Without any aggravating factors, a first-time charge of simple assault could result in up to two years in prison and $5,000 in fines. A number of different circumstances could lead to simple assault charges. These are the three main categories of behavior that can lead to assault charges in Pennsylvania.
1. Intentionally causing physical harm to another
Someone punching another person during an argument in a bar is a classic example of assault. Intentionally making physical contact with someone to hurt them is an act of assault even if the injury that results is minor and causes no lasting medical consequences.
2. Physically menacing another person
Technically, someone involved in a physical altercation with another person doesn’t have to injure the other party for a prosecutor to charge them with assault. They only need to engage in behaviors specifically intended to intimidate the other party. Rushing at someone as though to grab them or pulling back an arm to intimate that a punch is in coming would be examples of physically menacing behavior that could lead to assault charges in Pennsylvania.
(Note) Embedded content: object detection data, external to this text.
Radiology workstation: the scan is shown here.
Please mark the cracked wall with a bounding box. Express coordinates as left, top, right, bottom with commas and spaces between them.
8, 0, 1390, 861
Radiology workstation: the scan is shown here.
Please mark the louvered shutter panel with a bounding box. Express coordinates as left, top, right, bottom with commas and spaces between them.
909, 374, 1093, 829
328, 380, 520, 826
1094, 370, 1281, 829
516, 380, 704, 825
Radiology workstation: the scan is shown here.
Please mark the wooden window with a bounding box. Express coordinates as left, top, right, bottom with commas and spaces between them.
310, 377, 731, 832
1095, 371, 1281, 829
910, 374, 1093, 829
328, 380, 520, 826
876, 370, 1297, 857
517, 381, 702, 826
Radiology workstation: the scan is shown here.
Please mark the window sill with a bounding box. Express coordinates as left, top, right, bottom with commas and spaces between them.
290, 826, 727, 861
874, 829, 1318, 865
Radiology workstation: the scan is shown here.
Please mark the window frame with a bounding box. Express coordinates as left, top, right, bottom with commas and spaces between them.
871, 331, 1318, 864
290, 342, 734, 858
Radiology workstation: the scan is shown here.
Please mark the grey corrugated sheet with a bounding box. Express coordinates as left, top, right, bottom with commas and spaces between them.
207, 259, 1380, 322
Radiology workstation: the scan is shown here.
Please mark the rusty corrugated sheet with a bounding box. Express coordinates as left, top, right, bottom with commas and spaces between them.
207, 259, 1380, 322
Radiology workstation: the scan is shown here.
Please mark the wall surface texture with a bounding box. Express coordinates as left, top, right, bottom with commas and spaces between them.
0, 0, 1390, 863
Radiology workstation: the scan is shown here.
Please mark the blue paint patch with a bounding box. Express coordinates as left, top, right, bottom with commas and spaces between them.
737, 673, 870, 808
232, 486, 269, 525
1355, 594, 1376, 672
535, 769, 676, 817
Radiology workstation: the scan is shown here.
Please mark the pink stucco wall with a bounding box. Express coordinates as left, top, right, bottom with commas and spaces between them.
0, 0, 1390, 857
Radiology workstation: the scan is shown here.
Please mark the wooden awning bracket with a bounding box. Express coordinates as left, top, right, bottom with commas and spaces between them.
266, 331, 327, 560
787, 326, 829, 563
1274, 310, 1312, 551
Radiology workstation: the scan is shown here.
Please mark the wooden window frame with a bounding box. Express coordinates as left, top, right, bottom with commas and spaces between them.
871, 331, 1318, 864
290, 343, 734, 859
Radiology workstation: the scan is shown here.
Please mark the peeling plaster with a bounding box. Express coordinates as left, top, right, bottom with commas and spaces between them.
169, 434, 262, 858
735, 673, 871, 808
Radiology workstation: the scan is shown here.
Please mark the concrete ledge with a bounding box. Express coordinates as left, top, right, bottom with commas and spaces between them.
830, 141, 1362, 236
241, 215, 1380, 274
3. Causing accidental injury with a weapon
Some assault charges have nothing to do with one person meaning to hurt someone else and everything to do with negligent behavior. Improperly handling a firearm, for example, might lead to it accidentally discharging. An incident like that could result in injury to a total stranger. Prosecutors in Pennsylvania can bring assault charges after one person causes injury to another negligently with a potentially deadly weapon. Additionally, the state can charge someone with assault in cases involving an attempt to hide a hypodermic needle that results in injury to law enforcement, detention workers or mental health professionals.
Sometimes, what seems like an assault on the surface has a perfectly reasonable explanation that does not involve someone breaking the law. Evaluating the evidence and charges that the state intends to pursue can help someone plan a criminal defense strategy with the assistance of an experienced legal professional when facing assault charges.